Laury, quien está cursando la carrera de publicidad, fue la coordinadora de nuestro grupo. Es una joven con una alma sensible, un corazón afable e inquieto.
Israel era la energía andante, con un gusto peculiar por la cocina y con un servicio sin cansancio.
Braian, quien a pesar de su dificultad con la columna participó de la misión y se disponía a caminar para jugar con los pequeños.
Beulah, una hermana religiosa Hija de Jesús quien durante años ha colaborado en la ardua misión de su congregación.
Yordi, un niño inquieto; Yésica, con una sonrisa serena; y Lina, con su mirada peculiar, nos abrieron el camino hacia la misión desde el primer día.
La Transfiguración en el rostro de la gente
Vivir esta misión en la montaña me hizo recordar la escena del Evangelio según san Mateo en que Jesús toma consigo a Pedro, a Santiago y a su hermano Juan, y los llevó aparte, a un monte alto. Se transfiguró delante de ellos: poniéndose su rostro brillante como el sol y sus vestidos se volvieron blancos como la luz (Mt 17, 1-2). Durante esta Semana Santa, la Transfiguración del Señor se expresó en los ojos brillantes de los niños y en las abuelas que caminaron junto a nosotros en el Viacrucis. La Pasión del Señor se hizo carne entre nosotros.

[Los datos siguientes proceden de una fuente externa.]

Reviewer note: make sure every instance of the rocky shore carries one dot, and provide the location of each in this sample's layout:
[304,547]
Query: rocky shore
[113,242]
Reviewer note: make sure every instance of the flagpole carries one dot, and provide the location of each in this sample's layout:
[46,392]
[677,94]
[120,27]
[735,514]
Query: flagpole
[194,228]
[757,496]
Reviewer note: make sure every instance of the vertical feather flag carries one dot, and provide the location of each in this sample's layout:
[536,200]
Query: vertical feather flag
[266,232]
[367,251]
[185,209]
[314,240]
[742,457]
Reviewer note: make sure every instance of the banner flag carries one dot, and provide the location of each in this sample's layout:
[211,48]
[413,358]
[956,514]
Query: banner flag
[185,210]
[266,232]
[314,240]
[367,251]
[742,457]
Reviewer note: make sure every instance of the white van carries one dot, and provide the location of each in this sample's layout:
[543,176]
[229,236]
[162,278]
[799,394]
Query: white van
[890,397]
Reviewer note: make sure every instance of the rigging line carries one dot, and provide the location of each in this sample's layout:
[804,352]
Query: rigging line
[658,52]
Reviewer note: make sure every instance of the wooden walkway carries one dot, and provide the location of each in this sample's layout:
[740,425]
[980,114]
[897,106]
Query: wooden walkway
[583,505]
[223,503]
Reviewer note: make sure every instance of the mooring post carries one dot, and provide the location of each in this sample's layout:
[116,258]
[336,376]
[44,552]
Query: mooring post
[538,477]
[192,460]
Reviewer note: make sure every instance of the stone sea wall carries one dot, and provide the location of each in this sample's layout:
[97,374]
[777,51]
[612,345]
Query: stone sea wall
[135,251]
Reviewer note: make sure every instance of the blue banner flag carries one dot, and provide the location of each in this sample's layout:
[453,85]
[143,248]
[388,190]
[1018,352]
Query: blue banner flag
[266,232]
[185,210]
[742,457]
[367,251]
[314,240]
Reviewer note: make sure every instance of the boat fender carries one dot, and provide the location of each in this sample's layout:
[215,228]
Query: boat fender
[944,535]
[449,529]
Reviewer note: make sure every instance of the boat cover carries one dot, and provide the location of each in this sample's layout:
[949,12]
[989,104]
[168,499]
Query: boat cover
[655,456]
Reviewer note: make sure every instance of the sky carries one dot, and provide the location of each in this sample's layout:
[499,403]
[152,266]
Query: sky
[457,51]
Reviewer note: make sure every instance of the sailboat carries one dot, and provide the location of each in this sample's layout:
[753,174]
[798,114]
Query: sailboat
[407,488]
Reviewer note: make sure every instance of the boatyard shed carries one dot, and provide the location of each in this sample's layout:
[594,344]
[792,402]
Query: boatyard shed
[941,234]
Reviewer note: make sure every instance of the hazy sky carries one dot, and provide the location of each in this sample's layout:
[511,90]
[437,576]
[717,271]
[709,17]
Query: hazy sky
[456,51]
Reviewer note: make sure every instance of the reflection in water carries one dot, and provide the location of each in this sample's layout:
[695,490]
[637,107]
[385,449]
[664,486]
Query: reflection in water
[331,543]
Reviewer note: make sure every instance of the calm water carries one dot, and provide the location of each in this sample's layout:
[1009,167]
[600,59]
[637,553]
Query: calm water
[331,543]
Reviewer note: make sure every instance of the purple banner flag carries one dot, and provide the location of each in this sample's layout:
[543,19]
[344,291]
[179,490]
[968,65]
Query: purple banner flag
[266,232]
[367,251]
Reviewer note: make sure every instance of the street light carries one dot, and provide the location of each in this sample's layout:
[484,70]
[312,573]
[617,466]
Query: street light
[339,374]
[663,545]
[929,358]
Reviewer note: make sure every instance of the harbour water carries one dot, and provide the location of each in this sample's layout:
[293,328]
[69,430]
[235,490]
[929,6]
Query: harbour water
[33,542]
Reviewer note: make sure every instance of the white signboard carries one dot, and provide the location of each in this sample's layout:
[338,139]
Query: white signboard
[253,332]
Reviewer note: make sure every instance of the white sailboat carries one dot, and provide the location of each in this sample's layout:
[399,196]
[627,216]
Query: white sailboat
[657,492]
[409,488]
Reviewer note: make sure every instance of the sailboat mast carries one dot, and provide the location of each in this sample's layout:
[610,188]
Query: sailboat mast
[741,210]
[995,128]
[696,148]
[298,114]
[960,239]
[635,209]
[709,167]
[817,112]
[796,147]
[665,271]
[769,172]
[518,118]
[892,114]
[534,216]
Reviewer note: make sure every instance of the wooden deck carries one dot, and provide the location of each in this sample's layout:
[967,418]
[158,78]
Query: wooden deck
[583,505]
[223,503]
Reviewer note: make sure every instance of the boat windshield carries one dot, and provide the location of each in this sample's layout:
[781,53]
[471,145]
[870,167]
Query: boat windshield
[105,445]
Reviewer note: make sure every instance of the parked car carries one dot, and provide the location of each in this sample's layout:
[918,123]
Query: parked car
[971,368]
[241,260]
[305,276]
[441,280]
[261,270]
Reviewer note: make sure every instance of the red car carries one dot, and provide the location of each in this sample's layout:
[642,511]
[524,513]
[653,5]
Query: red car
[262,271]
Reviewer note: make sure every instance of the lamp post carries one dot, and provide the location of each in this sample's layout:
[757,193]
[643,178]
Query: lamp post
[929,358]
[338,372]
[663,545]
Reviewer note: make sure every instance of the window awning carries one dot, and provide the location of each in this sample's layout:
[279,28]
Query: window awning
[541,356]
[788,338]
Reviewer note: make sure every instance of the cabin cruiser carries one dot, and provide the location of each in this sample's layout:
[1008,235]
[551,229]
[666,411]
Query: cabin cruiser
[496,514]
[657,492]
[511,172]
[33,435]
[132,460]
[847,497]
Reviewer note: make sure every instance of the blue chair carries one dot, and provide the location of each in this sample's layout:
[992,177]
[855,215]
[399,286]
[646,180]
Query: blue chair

Para el sábado en la tarde, el Resucitado ya se hacía presente entre el gozo y la energía de los jóvenes misioneros y los niños que nos habíamos reunidos para celebrar la Pascua. Al terminar la celebración, compartimos un arroz con leche que los pequeños disfrutaron con mucho agradecimiento. El Espíritu del Resucitado se representó en la gratitud viva que sentimos en un momento de baile que todos disfrutamos.
A la mañana del domingo, los misioneros bajamos de la montaña con el Resucitado. En mi interior, yo me despedí de la montaña y de sus habitantes, agradecido por haberme mostrado el rostro misericordioso y amoroso de Dios, con el deseo y la esperanza de volver a esas tierras de nadie.